Abstract
Biodegradable synthetic polymers such as poly(lactic acid) (PLA) are widely used to prepare scaffolds for cell transplantation and tissue growth, using different techniques set up for the purpose. However the poor hydrophilicity of these polymers represents the main limitation to their use as scaffolds because it causes a low affinity for the cells. An effective way to solve this problem could be represented by the addition of biopolymers that are in general highly hydrophilic. The present work concerns porous biodegradable sponge-like systems based on poly(l-lactic acid) (PLLA) and gelatine. Morphology and porosity characteristics of the sponges were studied by scanning electron microscopy and mercury intrusion porosimetry respectively. Blood compatibility was investigated by bovine plasma fibrinogen (BPF) adsorption test and platelet adhesion test (PAT). The cell culture method was used in order to evaluate the ability of the matrices to work as scaffolds for tissue regeneration. The obtained results indicate that the sponges have interesting porous characteristics, good blood compatibility and above all good ability to support cell adhesion and growth. In fact viable and metabolically active animal cells were found inside the sponges after 8 weeks in culture. On this basis the systems produced seem to be good candidates as scaffolds for tissue regeneration.

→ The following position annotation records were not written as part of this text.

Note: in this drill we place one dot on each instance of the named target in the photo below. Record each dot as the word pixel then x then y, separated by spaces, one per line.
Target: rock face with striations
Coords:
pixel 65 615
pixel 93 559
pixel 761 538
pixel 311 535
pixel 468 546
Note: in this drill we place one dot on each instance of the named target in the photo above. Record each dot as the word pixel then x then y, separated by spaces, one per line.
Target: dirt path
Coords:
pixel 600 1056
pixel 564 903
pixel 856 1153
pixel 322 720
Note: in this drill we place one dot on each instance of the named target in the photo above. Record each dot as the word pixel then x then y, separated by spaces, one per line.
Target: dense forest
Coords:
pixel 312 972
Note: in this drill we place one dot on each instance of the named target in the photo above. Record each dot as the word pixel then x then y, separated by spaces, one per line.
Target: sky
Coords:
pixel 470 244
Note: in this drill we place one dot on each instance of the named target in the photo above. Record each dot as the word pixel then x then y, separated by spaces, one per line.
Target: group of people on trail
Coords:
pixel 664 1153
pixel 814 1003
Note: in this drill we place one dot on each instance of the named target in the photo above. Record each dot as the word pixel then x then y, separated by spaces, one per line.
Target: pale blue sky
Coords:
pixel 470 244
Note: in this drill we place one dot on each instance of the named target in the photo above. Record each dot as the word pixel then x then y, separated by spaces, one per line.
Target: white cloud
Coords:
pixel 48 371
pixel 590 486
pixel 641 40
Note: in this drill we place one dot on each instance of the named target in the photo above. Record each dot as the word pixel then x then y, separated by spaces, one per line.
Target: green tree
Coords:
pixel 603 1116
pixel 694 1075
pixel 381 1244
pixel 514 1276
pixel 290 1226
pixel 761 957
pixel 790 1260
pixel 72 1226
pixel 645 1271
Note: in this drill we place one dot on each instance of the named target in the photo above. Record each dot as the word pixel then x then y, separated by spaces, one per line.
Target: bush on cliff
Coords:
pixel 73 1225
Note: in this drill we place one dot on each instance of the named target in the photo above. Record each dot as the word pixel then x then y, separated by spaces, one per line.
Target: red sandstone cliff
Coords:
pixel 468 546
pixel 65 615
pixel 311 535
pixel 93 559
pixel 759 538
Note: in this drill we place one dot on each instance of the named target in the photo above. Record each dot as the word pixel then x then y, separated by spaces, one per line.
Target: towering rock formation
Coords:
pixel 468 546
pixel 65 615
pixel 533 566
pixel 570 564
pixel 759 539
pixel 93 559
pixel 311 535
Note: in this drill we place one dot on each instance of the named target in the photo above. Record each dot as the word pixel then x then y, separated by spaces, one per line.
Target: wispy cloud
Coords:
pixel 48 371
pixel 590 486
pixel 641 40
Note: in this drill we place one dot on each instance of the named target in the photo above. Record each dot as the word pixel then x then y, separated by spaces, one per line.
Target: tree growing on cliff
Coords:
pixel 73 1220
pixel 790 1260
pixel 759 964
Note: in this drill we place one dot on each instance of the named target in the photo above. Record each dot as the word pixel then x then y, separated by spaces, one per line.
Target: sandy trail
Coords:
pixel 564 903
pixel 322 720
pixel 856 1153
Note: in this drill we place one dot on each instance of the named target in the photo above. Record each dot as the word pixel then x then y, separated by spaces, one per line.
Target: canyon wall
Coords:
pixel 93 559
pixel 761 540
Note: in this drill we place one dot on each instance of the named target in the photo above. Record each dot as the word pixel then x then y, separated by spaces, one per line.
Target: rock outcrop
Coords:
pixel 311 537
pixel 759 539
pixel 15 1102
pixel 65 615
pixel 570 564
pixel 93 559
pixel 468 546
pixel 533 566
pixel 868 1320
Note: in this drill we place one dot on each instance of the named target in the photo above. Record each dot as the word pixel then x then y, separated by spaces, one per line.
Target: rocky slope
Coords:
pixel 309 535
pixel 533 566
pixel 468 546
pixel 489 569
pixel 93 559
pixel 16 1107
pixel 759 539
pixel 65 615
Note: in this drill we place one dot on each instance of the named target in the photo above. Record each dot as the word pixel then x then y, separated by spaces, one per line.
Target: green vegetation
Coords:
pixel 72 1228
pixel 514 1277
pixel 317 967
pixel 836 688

Similar content being viewed by others
Explore related subjects
Discover the latest articles, news and stories from top researchers in related subjects.Avoid common mistakes on your manuscript.
Introduction
Tissue regeneration by cell transplantation requires the development of substrate materials able to provide microenvironments for cell–matrix interactions by mimicking biological conditions.
Several basic properties [1] are required to a material to be used as scaffold for cell transplantation and tissue growth, such as biocompatibility, mechanical stability to support and transfer loads, sterilizability [2] and biodegradability. This last feature is extremely important because a biodegradable material allows the penetration and growth of cells into the construct while eliminating the need for a second surgery to remove the implant [3–5].
In addition, a scaffold must be highly porous to provide adequate space for cell seeding, growth and extracellular matrix production, and must have a uniformly distributed and interconnected pore structure, so that the cells are easily distributed throughout the device and an organized network of tissue constituents can be formed [6–8].
Synthetic biodegradable polymers such as poly(lactic acid) (PLA) are widely used for the preparation of porous scaffolds by different techniques set up for the purpose [9–12]. The main limitation to the use of PLA-based systems is represented by their low hydrophilicity that causes a low affinity for the cells. Unlike synthetic polymers, biological polymers are in general highly hydrophilic although their mechanical properties are poor [1, 13]. Therefore scaffolds based on pure biopolymers present a good affinity for the cells but their mechanical stability results inadequate. In this respect the addition of a biopolymer to a synthetic component such as PLA represents an interesting way to produce a “bioactive scaffold” that can be considered as a system showing at the same time adequate mechanical stability and high cell affinity.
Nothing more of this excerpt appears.